Eating Close to Home

by Bill McKibben

If you want to understand the potential power of local economies, pay a visit to Burlington’s Intervale some afternoon between April and October. It’s on the site of the old city dump and of the last dairy farm in the city—it’s literally on the wrong side of the tracks, right behind the city’s main power plant, at most a mile from the center of town. Here, on a couple of hundred acres, a dozen different farmers are raising: vegetables, eggs, black beans, wheat, berries. Lots of them—at least a half million pounds. Six or seven percent of the fresh food needs of Vermont’s largest city. That’s a real number. That’s not a pilot project, or an experiment—that’s a sign of what could happen everywhere else. Because remember—this is Burlington, Vermont. Think long winter, think short growing season. Think Atlanta. Or Santa Barbara. Or Houston.

Does it matter? Of course it matters. Every bite of food from the Intervale travels maybe three miles before it reaches a gullet; the average American forkful, by contrast, covers 1,500 miles from factory farm to supermarket. And every bite of food here employs local people—fifty or more at the height of summer, even though two of the biggest farms are CSAs where members do much of the picking. Oh, and it tastes like food, not like “food.”

What would it take to scale it up further? Not so much, maybe. There’s plenty more rich land along the flood plain of the Winooski River. At the moment most of it is being used to grow corn for commodity dairy production. But what if, as many now think is possible, the city of Burlington starts backing the local alternative currency, Burlington Bread? If you could use the scrip to pay your taxes, and your light bill, it would become real overnight—not just a medium of exchange for backrubs and vegan meals. Suddenly every merchant in town would be willing to take it—and just as suddenly people holding the currency would have a strong incentive to use it at, say, the Intervale. Or some other local farm.

But what would it really take? It would take the continued spread of the idea that we are neighbors, members of communities, instead of isolated consumer atoms each engaged in the economists’ beloved search for the lowest price. And that is a deep cultural change, one that won’t happen without lots of people speaking and writing and living it. I spent last winter living only on the food of the Champlain Valley, just to see if it could be done. It could—in style, even in the middle of March. And it didn’t just taste good—it felt good. I met neighbors, got to know my county in a new way. And sensed the possibilities for what could someday come.

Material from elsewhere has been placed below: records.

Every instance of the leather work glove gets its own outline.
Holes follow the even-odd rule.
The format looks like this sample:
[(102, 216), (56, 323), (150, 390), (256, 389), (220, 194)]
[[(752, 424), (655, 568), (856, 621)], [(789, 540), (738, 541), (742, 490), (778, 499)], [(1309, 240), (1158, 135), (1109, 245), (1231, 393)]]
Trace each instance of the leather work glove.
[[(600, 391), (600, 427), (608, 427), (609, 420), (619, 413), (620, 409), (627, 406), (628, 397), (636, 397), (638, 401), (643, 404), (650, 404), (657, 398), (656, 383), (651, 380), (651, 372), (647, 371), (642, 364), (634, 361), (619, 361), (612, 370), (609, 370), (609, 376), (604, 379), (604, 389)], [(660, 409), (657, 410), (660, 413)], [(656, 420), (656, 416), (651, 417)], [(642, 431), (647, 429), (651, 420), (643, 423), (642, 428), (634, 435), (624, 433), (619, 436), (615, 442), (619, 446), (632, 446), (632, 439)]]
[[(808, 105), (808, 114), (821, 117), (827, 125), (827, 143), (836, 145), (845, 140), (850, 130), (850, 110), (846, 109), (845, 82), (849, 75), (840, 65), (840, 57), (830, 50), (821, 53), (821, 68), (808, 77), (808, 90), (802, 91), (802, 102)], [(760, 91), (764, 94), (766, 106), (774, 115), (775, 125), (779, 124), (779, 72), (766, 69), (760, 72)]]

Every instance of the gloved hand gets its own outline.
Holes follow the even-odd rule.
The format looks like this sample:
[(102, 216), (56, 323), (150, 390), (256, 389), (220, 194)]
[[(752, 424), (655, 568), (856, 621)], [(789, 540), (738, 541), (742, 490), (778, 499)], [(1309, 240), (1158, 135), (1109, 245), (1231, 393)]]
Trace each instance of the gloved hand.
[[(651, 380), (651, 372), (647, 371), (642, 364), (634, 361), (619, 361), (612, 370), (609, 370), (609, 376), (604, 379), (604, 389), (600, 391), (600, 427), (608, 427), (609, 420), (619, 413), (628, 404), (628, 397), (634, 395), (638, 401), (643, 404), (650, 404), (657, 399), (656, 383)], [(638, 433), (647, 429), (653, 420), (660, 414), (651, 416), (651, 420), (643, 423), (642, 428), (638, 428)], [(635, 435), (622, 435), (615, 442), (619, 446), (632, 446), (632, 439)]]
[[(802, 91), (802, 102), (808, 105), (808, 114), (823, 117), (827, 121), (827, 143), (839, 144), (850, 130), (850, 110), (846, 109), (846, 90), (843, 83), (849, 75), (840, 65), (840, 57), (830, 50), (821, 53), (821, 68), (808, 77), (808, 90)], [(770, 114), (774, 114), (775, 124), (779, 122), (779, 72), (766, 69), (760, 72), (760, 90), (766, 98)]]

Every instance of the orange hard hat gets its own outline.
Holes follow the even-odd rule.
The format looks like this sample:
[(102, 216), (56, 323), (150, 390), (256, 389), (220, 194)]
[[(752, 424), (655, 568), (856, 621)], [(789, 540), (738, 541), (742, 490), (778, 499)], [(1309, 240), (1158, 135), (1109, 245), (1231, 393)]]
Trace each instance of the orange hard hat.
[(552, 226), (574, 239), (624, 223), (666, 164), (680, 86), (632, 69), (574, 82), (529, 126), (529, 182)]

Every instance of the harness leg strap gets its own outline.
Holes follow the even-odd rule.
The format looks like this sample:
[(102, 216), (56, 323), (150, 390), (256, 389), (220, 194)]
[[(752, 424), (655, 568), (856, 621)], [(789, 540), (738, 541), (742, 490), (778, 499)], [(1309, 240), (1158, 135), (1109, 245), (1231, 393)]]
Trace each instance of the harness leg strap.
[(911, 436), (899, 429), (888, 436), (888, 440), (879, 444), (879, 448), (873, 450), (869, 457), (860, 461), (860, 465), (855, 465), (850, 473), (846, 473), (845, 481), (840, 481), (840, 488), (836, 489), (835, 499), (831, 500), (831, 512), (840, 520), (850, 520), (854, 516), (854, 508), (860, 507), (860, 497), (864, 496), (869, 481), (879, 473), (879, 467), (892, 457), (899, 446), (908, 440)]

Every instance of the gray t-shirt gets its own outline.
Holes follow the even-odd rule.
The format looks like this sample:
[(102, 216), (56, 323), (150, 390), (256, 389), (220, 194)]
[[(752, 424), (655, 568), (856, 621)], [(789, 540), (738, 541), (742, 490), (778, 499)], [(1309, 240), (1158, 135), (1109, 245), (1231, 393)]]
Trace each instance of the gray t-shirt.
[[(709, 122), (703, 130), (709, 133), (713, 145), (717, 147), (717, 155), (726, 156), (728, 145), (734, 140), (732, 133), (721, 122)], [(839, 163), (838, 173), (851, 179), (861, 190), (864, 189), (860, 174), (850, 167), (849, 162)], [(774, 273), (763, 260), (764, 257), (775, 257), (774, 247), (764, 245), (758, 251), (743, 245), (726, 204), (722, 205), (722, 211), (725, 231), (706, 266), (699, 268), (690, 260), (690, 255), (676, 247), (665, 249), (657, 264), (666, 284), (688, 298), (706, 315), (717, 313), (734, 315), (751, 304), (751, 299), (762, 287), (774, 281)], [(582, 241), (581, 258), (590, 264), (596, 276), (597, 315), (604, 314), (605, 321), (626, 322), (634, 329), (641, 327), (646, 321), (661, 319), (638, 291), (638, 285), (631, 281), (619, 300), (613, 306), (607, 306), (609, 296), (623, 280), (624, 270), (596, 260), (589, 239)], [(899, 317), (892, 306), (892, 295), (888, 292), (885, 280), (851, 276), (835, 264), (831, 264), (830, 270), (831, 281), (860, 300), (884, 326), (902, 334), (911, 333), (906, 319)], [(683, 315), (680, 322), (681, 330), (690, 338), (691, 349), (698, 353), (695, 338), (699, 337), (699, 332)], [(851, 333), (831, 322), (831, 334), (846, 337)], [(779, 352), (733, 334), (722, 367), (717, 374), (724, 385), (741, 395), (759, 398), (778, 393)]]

Cheap energy has allowed us to spend the last 200 years expanding our supply lines. But expensive oil and the threat of global warming may well compel us to spend the next century slowly reeling them in. That sounds grim—like scarcity and hardship. Until you visit the Intervale on an empty stomach.

Bill McKibben is the author of The End of Nature, and Wandering Home: A Long Walk Through America’s Most Hopeful Landscape, Vermont’s Champlain Valley and New York’s Adirondacks.